The Norwegian finance ministry in March asked the executive board of Norges Bank, which manages the fund, to assess whether unlisted shares should be added as an asset class.
"Interest rates have gone up, which has made it more difficult for these companies to access capital... and it has become more difficult to sell the companies they own to the stock market," the fund's CEO Nicolai Tangen told Reuters.
"The IPO activity level is fairly low, and that makes me think the timing for this could be rather nice," he added.
Some 3-5% of the fund's assets could gradually be moved to private equity funds, equivalent to between $40 billion-$70 billion, the central bank said in a statement.
A final decision will be made next year by parliament. It has previously rejected requests by the fund to move assets into private equity, arguing it could be too costly and would hamper the ability to judge its performance on an ongoing basis.
The fund, which invests Norway's surplus oil and gas revenue abroad, is the world's biggest single stock market investor, owning some 1.5% of all globally listed shares, and has stakes in more than 9,200 companies.
"Norges Bank considers it a natural evolution of the investment strategy for unlisted equity investments to be permitted on a general basis," the central bank wrote in a letter to the finance ministry.
"A broader investment universe will provide more investment opportunities and help the fund benefit from a larger share of global value creation than today," it added.
The fund would invest via private equity managers who mainly focus on developed markets in Europe and North America, Norges Bank Governor Ida Wolden Bache said.
At the end of September, 70.6% of the fund's assets were invested in listed stocks, 27.1% in fixed income, 2.2% in unlisted real estate and 0.1% in unlisted renewable energy infrastructure.
By way of comparison, the ten largest investors in private equity had an average of $80 billion invested at the end of 2022, Norges Bank said.
The fund in 2018 sought permission to acquire unlisted shares via private equity funds or by investing alongside such funds, but the then-government rejected the proposal, arguing it would impede transparency and drive up asset management costs.
But in 2022, a government-appointed commission again raised the topic of private equity, arguing that this could allow the fund to invest in promising companies at an earlier stage and thus potentially earn higher returns.
The size of the unlisted stock market has grown relative to listed shares, making up 9% in 2022 against 4% in 2017, and there has also been a positive development among unlisted companies' openness and accountability, Bache said.
"The development since 2018... has strengthened the argument in favour," Bache added.
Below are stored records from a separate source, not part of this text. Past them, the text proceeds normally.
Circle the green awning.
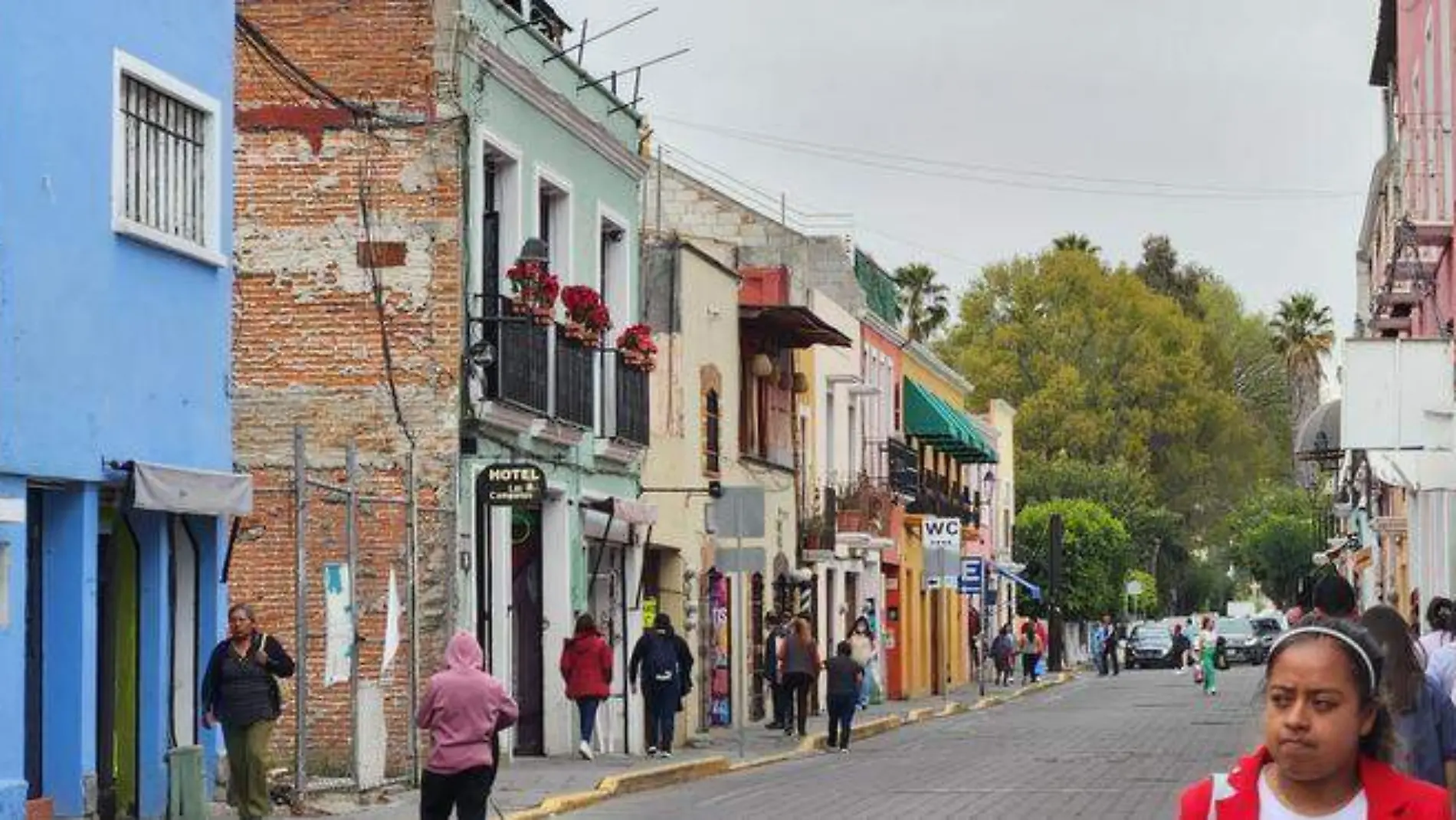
[904,379,998,464]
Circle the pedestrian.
[1421,595,1456,658]
[1102,615,1123,677]
[824,641,867,753]
[1016,621,1042,686]
[561,612,612,760]
[1199,615,1218,695]
[202,603,293,820]
[763,612,789,730]
[1360,605,1456,788]
[628,612,692,757]
[415,631,520,820]
[992,623,1016,686]
[1312,576,1357,619]
[849,616,878,710]
[1178,618,1451,820]
[779,618,824,737]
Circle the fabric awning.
[996,566,1041,600]
[738,304,854,348]
[131,461,254,519]
[904,379,998,464]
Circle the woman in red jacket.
[1178,616,1451,820]
[561,613,612,760]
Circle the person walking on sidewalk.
[415,631,520,820]
[1199,615,1218,695]
[628,612,692,757]
[992,623,1016,686]
[202,603,293,820]
[779,618,824,737]
[824,641,867,753]
[1016,621,1042,686]
[561,612,612,760]
[849,616,877,710]
[763,612,789,730]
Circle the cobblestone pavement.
[571,667,1262,820]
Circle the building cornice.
[464,34,648,182]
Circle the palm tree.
[1270,293,1335,472]
[1051,233,1102,256]
[893,262,951,343]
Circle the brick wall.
[231,0,461,775]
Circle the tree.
[1270,291,1335,481]
[1051,233,1102,256]
[1136,235,1212,316]
[893,262,951,343]
[1015,500,1133,619]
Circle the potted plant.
[561,284,612,346]
[618,322,657,373]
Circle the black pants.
[419,766,495,820]
[828,695,859,749]
[783,671,814,736]
[769,683,789,727]
[647,684,681,752]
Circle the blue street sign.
[959,555,985,595]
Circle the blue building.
[0,0,252,818]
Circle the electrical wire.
[654,113,1364,201]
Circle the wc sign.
[920,519,961,590]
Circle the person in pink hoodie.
[415,632,520,820]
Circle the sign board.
[1338,339,1456,450]
[709,487,765,537]
[920,519,961,590]
[959,555,985,595]
[713,546,766,572]
[476,464,546,507]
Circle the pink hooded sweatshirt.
[415,632,520,775]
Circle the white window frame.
[469,125,526,293]
[110,48,227,268]
[532,163,578,286]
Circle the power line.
[654,115,1364,201]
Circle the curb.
[505,671,1076,820]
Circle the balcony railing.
[608,357,652,447]
[555,330,598,430]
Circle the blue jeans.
[576,697,602,743]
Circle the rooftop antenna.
[542,6,658,66]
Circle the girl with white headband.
[1178,616,1451,820]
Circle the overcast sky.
[556,0,1382,335]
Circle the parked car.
[1123,621,1178,668]
[1218,618,1268,666]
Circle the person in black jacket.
[202,603,293,820]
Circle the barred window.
[112,52,223,264]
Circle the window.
[112,51,226,265]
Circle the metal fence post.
[343,438,361,791]
[293,425,309,801]
[405,447,419,785]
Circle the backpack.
[642,635,677,683]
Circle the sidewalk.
[284,674,1071,820]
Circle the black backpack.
[642,634,677,684]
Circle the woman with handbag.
[202,603,293,820]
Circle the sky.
[553,0,1383,335]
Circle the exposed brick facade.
[230,0,464,776]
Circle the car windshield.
[1218,618,1254,635]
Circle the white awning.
[131,461,254,519]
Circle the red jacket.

My only advice to Norway is get the approach right, if you're going to allocate 3-4% in private equity and only invest in funds and not co-invest on larger transactions, you're wasting your time.
CPP Investments allocates 32% to private equity and it runs that portfolio like a machine, investing in top funds, co-investing, using secondaries to shore up liquidity when needed, etc.
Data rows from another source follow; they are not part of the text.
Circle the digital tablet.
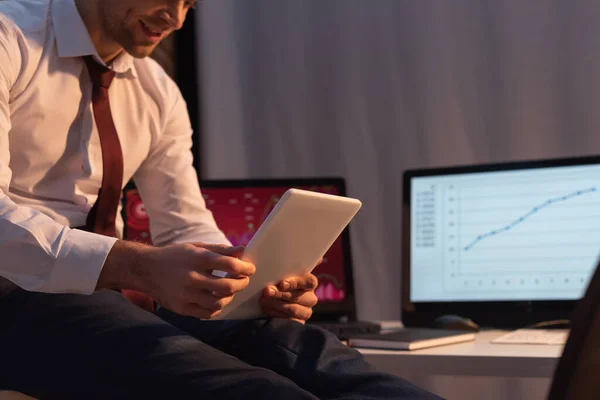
[213,189,362,319]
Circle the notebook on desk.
[348,328,476,350]
[123,178,380,339]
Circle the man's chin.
[125,46,156,58]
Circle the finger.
[204,276,250,297]
[277,274,319,291]
[263,309,306,324]
[264,286,319,307]
[260,297,312,321]
[203,251,256,277]
[181,303,221,319]
[192,243,246,258]
[189,292,233,311]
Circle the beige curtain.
[197,0,600,318]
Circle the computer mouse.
[433,315,480,332]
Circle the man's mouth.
[140,21,164,40]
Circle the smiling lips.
[140,21,165,42]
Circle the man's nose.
[162,1,185,30]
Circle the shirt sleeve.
[0,14,116,294]
[134,73,231,245]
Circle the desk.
[359,331,563,400]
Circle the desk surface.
[358,331,563,378]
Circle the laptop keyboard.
[492,329,569,345]
[310,321,381,340]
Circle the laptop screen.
[124,178,354,316]
[405,159,600,303]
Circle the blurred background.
[162,0,600,319]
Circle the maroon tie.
[85,56,123,237]
[85,56,154,311]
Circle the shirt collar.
[52,0,137,78]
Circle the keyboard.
[492,329,569,345]
[310,321,381,340]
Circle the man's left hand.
[260,274,319,324]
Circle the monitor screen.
[125,182,347,303]
[409,163,600,303]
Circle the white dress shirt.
[0,0,229,294]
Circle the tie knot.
[85,56,115,89]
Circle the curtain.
[196,0,600,319]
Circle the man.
[0,0,435,399]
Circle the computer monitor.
[403,157,600,326]
[124,178,356,321]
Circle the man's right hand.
[97,241,256,319]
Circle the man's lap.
[0,289,437,400]
[0,289,318,398]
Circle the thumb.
[192,243,246,258]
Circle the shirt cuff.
[49,229,118,294]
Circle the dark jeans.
[0,279,438,400]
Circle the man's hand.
[260,274,319,324]
[98,241,256,319]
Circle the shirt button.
[74,196,87,206]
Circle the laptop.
[123,177,380,339]
[402,157,600,329]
Alright, let me end on this note.
Notice John Graham hasn't made any public comments yet on investing more in Canada but you can tell from these statements, he's opposed to government interference.
Still, John is a reasonable man and he will always take part in discussions on whether pension funds need to invest more in Canada and give his honest feedback.
Below, former Air Canada CEO Calin Rovinescu is urging Canadian pension funds to invest more in Canadian businesses.
“If Canadian institutions don’t support Canadian companies, it becomes this sort of self-fulfilling prophecy of the hollowing out of corporate Canada,” Rovinescu told BNN Bloomberg in a television interview.
“The elimination of head offices here, the elimination of growth, the elimination of investment.”
Rovinescu, who now serves on the boards of Scotiabank and BCE, made the comments amid growing conversation around how much money the nation’s biggest investors are putting to work here at home.